But seriously, where is this mud that I keep walking through and keep getting stuck in? I feel as though I take one step forward & not 3, not 4, but 678,938,430,984 steps back.
It always works in mysterious, & annoying ways. It's days when I realize that slowly but surely, things are starting to fall in place & make sense, are also the days that something falls apart & puts me right back at square one. It's a tease. I know what I want, I can see it, yet I keep getting knocked down. It's like someone is watching me & the second they see that I am content, they throw a curveball at me.

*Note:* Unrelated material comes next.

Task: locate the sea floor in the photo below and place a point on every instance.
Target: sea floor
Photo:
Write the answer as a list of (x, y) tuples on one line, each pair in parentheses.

This is my journal. My words, thoughts, feelings, there all mine. So when I say that I have cried every day for the past week, I feel embarrassed. Yet at the same time, that's my life. I have such a fire inside of me that is ready to be put towards a job, a person, a place, but I can't seem to find the matches to light it. It's frustrating. Very, very frustrating.
I have applied for jobs like it's my job. Cover letter, resume, references, all sent to multiple employers & each time I get nothing. I feel defeated & discouraged. I yearn so much for that job that I can't wait to get to each morning, that job that challenges my creativity & personality.
In these days of confusion, I can't help but remind myself that this is life. This is my life. If I give up, I won't get anywhere. I can't, & won't, let myself be this person.
I will put on my big girl underwear, keep applying for jobs, keep believing that something great is about to happen, tell myself that there is a reason for all these setbacks, & keep moving forward.